The Perseid meteor shower is expected to peak with the most number of meteors during the late evening hours of Tuesday, August 11 and early morning hours of Wednesday, August 12.
NASA scientists advised that although the shower can be seen any time after 9 p.m. in your area, the best time to spot a flurry of meteors will be during the darkest part of the night, in the early hours before dawn, between 2 a.m. and dawn.
The bright moon will rise around midnight, which changes the peak viewing window, according to NASA. But you can still expect to see a meteor streak across the sky about every two minutes.
Patience is key. It can take up to 45 minutes for your eyes to adjust to the dark for optimal viewing. The meteors can appear anywhere in the sky, but they look the brightest against the darkest sky, which is straight up.

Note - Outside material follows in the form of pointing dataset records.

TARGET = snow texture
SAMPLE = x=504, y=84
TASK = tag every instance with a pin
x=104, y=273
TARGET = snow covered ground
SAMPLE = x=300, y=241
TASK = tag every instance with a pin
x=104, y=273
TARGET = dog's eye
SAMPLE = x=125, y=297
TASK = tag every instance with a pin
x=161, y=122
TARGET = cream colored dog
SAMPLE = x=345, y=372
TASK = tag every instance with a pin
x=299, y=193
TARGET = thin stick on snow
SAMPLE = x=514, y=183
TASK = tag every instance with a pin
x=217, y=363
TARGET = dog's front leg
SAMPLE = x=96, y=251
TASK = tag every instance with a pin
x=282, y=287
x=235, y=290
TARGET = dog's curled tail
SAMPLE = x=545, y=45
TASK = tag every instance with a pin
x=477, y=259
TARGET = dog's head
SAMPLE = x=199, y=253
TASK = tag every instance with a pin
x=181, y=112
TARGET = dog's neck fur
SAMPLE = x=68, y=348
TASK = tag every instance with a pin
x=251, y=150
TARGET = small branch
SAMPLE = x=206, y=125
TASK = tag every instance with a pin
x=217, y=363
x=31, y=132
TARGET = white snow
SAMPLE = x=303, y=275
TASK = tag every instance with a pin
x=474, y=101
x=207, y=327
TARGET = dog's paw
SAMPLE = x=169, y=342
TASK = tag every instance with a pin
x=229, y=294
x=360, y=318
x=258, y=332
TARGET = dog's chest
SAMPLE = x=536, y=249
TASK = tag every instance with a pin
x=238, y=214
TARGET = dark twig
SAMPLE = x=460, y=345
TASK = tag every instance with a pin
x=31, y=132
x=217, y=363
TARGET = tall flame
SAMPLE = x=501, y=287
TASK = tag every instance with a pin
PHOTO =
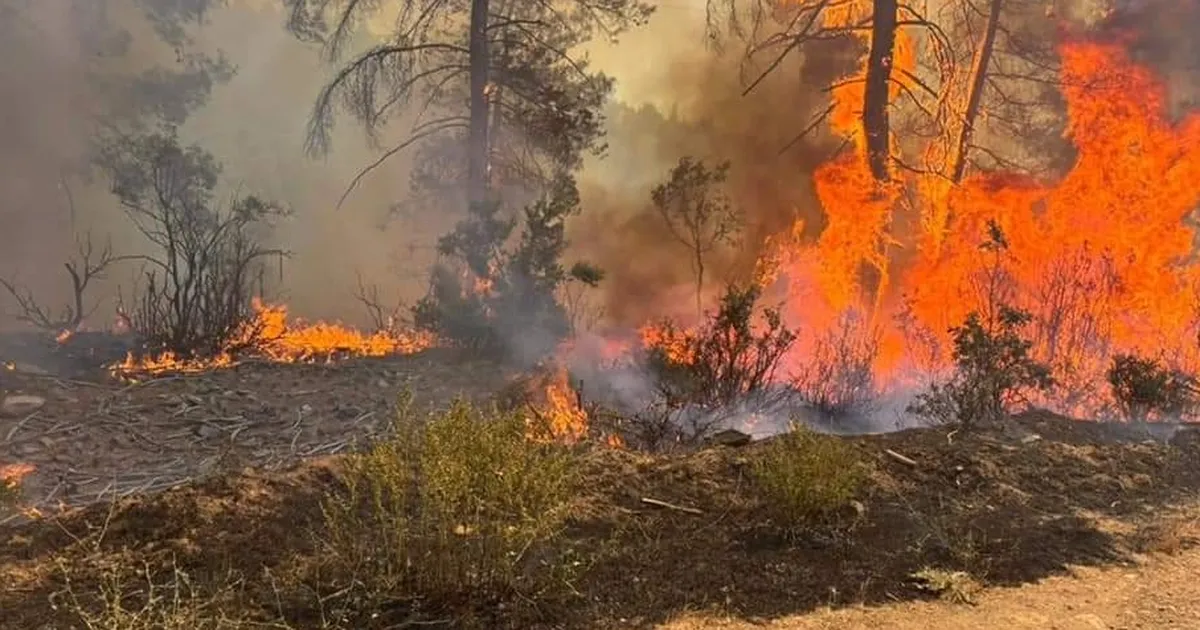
x=1103, y=259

Some meteors only have faint, quick streaks. Others are brighter and can appear to sail across our sky for several seconds, leaving a glowing smoke trail.
The best way to view the meteor shower is by sitting in a reclining lawn chair or lying on your back and looking up at the sky with a wide view. No special equipment is needed, but if you want the best view, it helps to be as far from artificial light as possible.
If you live in an urban area, you might want to take a drive to avoid city lights, which can make the meteor shower seem faint. Scientists from NASA also said that camping out in the country can triple the amount of visible meteors.
And don't forget to grab your camera before you head out. Meteor showers are a great opportunity for time-lapse videos and long-exposure photography, allowing your shots of the night sky to turn into van Gogh-like paintings of this starry spectacle.
Stargazers have been observing the Perseids for the past 2,000 years, according to NASA.
These eye-catching meteors are linked to the Comet Swift-Tuttle, which orbits the sun once every 133 years. That means that every August, the Earth passes through the comet's debris field.
The ice and dust, accumulating over a thousand years, burn up in our atmosphere to create the meteor shower. The Perseids showcase more bright meteors than any other annual meteor shower.
The meteors can be traced to the Perseus constellation, from which they get their name, which will climb in the northeastern sky as the evening passes. From our perspective, the meteors all seem to come from a single point called the "radiant," but that's because they are moving parallel to each other.
When the radiant is highest in the sky, we'll see the most meteors. But Earthgrazer meteors, which skim Earth's atmosphere and showcase long, blazing tails, are visible earlier in the evening when the radiant is low above the horizon.
The meteors themselves are traveling at 132,000 miles per hour, which creates vivid streaks of light. These tiny stones can reach between 3,000 and 10,000 degrees Fahrenheit during this shower.
The meteor shower is also visible on August 10 and August 13 as well, according to the American Meteor Society.